Well, you know what will really bake your noodle? The bag scene you watched in American Beauty almost certainly had a rigged up set of fans just off-camera to ensure it danced and whirled compellingly enough for the director's tastes.
posted by hincandenza at 1:33 PM on September 5, 2012


Well, you know what will really bake your noodle?

I could probably power a few whirling bags with that eyeroll.

I knew someone was going to bring this up. I tried to head it off by saying "The American Beauty bag was, in the context of the story, accidental;". That is, to the within-movie viewers of the bag scene (Ricky Fitts and his girlfriend), it was accidental. I interpret the bag scene as having the aforementioned meaning despite the artifice that went into its creation because it easily could have happened unaided in real life.

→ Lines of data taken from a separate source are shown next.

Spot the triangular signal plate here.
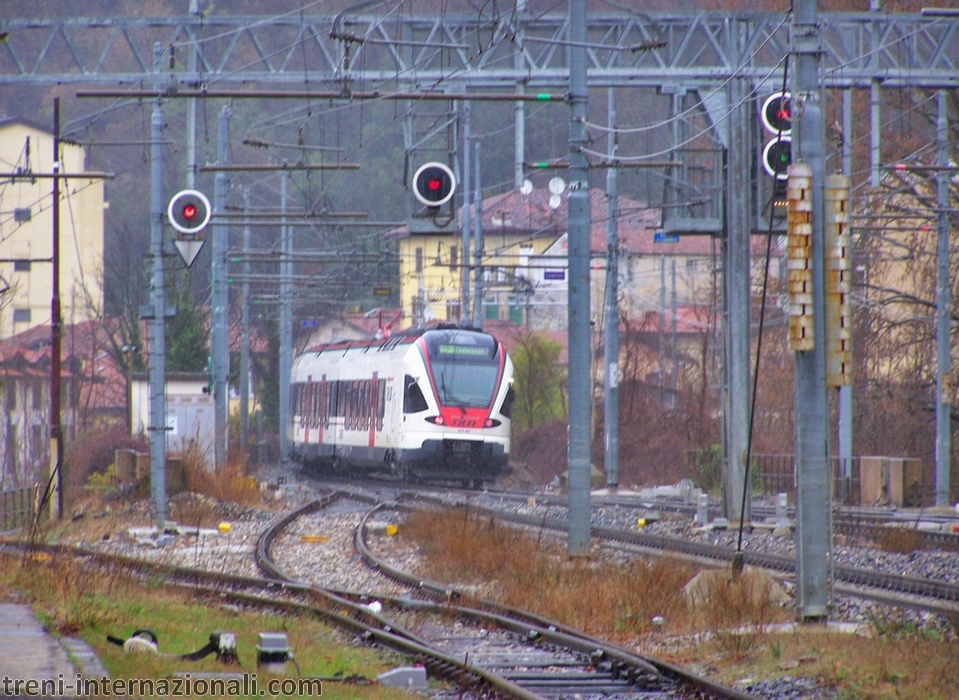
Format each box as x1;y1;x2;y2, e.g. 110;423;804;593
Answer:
173;240;206;267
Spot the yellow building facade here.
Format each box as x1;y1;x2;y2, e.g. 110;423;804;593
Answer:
389;189;566;325
0;117;105;338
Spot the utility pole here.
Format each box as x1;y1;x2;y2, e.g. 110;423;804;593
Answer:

More generally, I allow myself to derive meanings from movies despite the fact that you could construct with a computer an arbitrary video sequence (even one that shows things that NEVER HAPPENED!) because portions of a video sequence may map to real-life referents, and it's often easy to draw analogies between the the objects I recognize in the video sequences and their corresponding referents and then run those analogies through a mental filter that distinguishes acceptable ideas from those that are not acceptable. If you don't allow yourself to perform those same mental acts, then that's cool. But yeah, I got it covered, I know there are cameras and props and crew and stuff. Thanks for looking out for me.
posted by a snickering nuthatch at 2:02 PM on September 5, 2012


I do not understand how the ball bearing thing is possible. How do they keep going so long with so little energy input?
posted by jacquilynne at 2:13 PM on September 5, 2012


jacquilynne: I do not understand how the ball bearing thing is possible. How do they keep going so long with so little energy input.
It's on a slightly concave surface, so it doesn't wobble off to the side and then hit the edge (you see the same thing with the Euler disk video). Because the default state is for it to keep spinning unless stopped. Due to the very smooth surfaces of both glass and steel, and the slight concavity of the mirror keeping it spinning in the center (and not wobbling off to the side and hitting the edge), there's very little resistance; the little there is does eventually stop it, but it goes for a good long while until that happens.
item: The red scarf one filled me with an uncontrollable urge to punch Kevin Spacey in the face.
Right. Blame it on the scarf, and not on say, "K-PAX".